My personal experience with Paul began before I had the opportunity to make Western North Carolina my home. I visited his Buncombe County mountain paradise and was awed by its involvements and Paul’s encyclopedic knowledge of the natural world. I subsequently worked with Paul in the mid-1980s to found Save the Mountains, a citizens group opposing the U.S. Department of Energy’s proposal to site a three-county, high-level nuclear waste dump with an epicenter in Big Sandy Mush. Later serving on the district staff of U.S. Rep. Jamie Clarke, I realized how serious this proposal had been and how instrumental our efforts and those of thousands of local concerned citizens had been in stopping this siting.  

My later efforts included working with Paul to encourage the co-composting of the organic fraction of Buncombe County’s landfill with clean sewage sludge from the nearby Metropolitan Sewage District (MSD), resulting in a rich soil amendment. This concept was rejected, and MSD instead built a sludge incinerator at its Woodfin facility.

When decisions were being made regarding the siting of a new landfill, Paul worked closely with residents and the county’s solid waste committee to advocate incorporating the state’s solid waste management priorities to first reduce waste, then reuse, recycle, compost and (last) landfill it. He introduced national and international experts to discuss the advantages of large-scale municipal waste recycling and composting programs as prototypes that could be implemented. These initiatives were not followed, and the county acted only to site another landfill.

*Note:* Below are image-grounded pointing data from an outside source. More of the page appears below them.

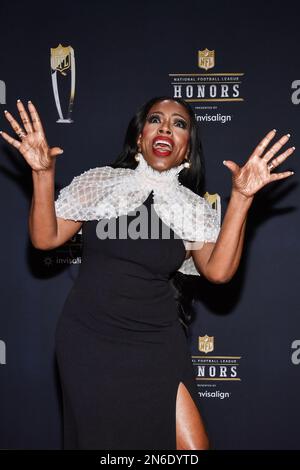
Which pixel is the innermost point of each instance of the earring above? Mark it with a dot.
(137, 156)
(187, 164)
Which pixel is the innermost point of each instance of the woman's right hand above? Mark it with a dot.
(33, 145)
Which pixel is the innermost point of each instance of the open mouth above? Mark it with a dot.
(162, 147)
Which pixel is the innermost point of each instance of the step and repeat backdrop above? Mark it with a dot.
(88, 66)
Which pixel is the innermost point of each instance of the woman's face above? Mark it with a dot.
(169, 122)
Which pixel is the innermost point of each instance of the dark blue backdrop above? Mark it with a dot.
(125, 53)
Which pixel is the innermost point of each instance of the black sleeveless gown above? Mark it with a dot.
(121, 349)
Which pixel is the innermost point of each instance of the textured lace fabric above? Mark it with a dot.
(105, 192)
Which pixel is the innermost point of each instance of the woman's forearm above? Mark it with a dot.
(225, 257)
(42, 218)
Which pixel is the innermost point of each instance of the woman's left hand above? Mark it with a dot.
(256, 172)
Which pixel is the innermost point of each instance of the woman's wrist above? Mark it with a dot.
(240, 199)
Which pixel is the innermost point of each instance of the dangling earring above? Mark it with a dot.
(138, 155)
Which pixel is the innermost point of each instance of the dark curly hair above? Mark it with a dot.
(193, 178)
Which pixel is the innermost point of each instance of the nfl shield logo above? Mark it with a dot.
(206, 59)
(206, 344)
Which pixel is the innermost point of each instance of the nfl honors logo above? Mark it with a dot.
(206, 344)
(206, 59)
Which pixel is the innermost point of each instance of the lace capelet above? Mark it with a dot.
(105, 192)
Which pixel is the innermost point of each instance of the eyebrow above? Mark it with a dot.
(174, 114)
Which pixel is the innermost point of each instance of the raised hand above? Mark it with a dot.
(256, 172)
(33, 145)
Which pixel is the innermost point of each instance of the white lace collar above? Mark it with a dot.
(105, 192)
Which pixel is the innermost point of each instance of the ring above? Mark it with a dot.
(21, 134)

As the 40-plus-year warnings of the effects of global climate change become lead disaster stories on the evening news, and our own area has been devastated by the fury of Tropical Storm Helene, I lament that the insight and common sense of individuals like Paul Gallimore have not been heeded. The greatest tribute we can provide his legacy is to pursue “good trouble” in our civic engagements and practice sustainability in our own lives.

Claudine Cremer moved to Asheville in 1982 and worked as the director of the Oakley Community Center, later serving on the district staff of U.S. Rep. Jamie Clarke. She now practices organic production at Meadow Cove Farm in Weaverville with her husband, Paul.